-----Original Message-----
From:vpp-dev@lists.fd.io <vpp-dev@lists.fd.io> On Behalf Of Zhang, Fan
Sent: Friday, January 6, 2023 16:04
To:vpp-dev@lists.fd.io
Subject: Re: [vpp-dev] Slow VPP performance vs. DPDK l2fwd / l3wfd
There was a change in DPDK 21.11 to impact no-multi-seg options for VPP.
In VPP's DPDK RX, the original implementation was to fetch 256 packets. If
not enough packets are fetched from NIC queue then try again with smaller
amount.
DPDK 21.11 introduced the change by not slicing the big burst size to
smaller (say 32) ones and performing NIC RX multiple times when "no-multi-
seg" was enabled, this caused VPP always drained NIC queue in the first
attempt and the NIC cannot keep up to fill enough descriptors into the
queue before CPU does another RX burst - at least it was the case for
Intel FVL and CVL.
This caused a lot of empty polling in the end, and the vpp vector size was
always 64 instead of 256 (for CVL and FVL).
I addressed the problem for CVL/FVL by letting VPP only does smaller burst
size (up to 32) multiple times manually instead. However I didn't test on
MLX NICs due to the lack of the HW. (a9fe20f4b dpdk: improve rx burst
count per loop)
Since different HW has its sweet point of the burst size that makes it
capable working with CPU in harmony - possibly with different problems as
well, this won't be easily addressed by non-vendor developers.
Regards,
Fan
On 1/6/2023 2:16 PM,r...@gmx.net <mailto:r...@gmx.net> wrote:
Hi Matt,
thanks a lot. I ended temporarily solving it via downgrade to
v21.10 and there the option `no-multi-seg` provides full line speed 100
Gbps ( tested with mixed TRex profile avg. pkt 900 Bytes).
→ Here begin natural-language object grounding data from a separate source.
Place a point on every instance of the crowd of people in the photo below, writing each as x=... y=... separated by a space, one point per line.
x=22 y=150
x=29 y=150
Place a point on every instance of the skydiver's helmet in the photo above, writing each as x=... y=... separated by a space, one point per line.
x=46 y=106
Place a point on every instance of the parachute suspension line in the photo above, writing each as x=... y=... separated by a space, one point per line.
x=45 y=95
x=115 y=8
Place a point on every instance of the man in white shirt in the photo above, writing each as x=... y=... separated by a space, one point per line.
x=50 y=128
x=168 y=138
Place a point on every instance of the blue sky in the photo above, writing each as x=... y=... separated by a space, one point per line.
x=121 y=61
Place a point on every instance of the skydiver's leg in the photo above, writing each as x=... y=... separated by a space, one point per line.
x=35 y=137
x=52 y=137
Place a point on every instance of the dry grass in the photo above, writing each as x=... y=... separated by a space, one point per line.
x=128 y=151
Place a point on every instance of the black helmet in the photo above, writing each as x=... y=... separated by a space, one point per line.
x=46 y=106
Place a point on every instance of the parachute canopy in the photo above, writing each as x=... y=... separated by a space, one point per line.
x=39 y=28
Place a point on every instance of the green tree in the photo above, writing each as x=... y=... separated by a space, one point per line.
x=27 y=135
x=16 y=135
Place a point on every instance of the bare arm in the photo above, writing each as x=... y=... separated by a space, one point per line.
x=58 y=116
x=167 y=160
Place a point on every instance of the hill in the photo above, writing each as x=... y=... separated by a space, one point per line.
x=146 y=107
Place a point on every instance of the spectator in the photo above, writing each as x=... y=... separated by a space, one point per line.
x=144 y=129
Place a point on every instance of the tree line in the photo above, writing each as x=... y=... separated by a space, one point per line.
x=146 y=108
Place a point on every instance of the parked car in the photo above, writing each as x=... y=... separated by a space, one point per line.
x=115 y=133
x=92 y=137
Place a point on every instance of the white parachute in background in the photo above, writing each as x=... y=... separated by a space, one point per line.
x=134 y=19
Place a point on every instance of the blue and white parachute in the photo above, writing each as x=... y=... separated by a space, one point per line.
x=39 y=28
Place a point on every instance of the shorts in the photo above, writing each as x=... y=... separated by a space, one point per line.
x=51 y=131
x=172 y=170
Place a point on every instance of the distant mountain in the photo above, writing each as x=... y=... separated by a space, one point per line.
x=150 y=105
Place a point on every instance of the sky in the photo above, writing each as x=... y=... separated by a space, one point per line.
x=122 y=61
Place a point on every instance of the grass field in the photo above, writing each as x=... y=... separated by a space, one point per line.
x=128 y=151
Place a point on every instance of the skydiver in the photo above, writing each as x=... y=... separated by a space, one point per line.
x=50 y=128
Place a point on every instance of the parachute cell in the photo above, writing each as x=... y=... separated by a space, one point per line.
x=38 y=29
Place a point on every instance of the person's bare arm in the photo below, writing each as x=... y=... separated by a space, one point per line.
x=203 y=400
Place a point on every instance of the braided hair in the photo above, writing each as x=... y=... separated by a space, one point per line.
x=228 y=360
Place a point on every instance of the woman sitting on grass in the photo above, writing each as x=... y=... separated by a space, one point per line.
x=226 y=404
Weirdly enough any v22.xx causes major performance drop with MLX5
DPDK PMD enabled. I will open another thread to discuss usage of TRex with
rdma driver.
Below the working config for v21.10 with my Mellanox-ConnectX-6-DX
cards:
unix {
exec /etc/vpp/exec.cmd
# l2fwd mode based on mac
# exec /etc/vpp/l2fwd.cmd
nodaemon
log /var/log/vpp/vpp.log
full-coredump
cli-listen /run/vpp/cli.sock
gid vpp
## run vpp in the interactive mode
# interactive
## do not use colors in terminal output
# nocolor
## do not display banner
# nobanner
}
api-trace {
## This stanza controls binary API tracing. Unless there is
a very strong reason,
## please leave this feature enabled.
on
## Additional parameters:
##
## To set the number of binary API trace records in the
circular buffer, configure nitems
##
## nitems <nnn>
##
## To save the api message table decode tables, configure a
filename. Results in /tmp/<filename>
## Very handy for understanding api message changes between
versions, identifying missing
## plugins, and so forth.
##
## save-api-table <filename>
}
api-segment {
gid vpp
}
socksvr {
default
}
#memory {
## Set the main heap size, default is 1G
# main-heap-size 8G
## Set the main heap page size. Default page size is OS
default page
## which is in most cases 4K. if different page size is
specified VPP
## will try to allocate main heap by using specified
page size.
## special keyword 'default-hugepage' will use system
default hugepage
## size
# main-heap-page-size 1G
## Set the default huge page size.
# default-hugepage-size 1G
#}
cpu {
## In the VPP there is one main thread and optionally
the user can create worker(s)
## The main thread and worker thread(s) can be pinned to
CPU core(s) manually or automatically
## Manual pinning of thread(s) to CPU core(s)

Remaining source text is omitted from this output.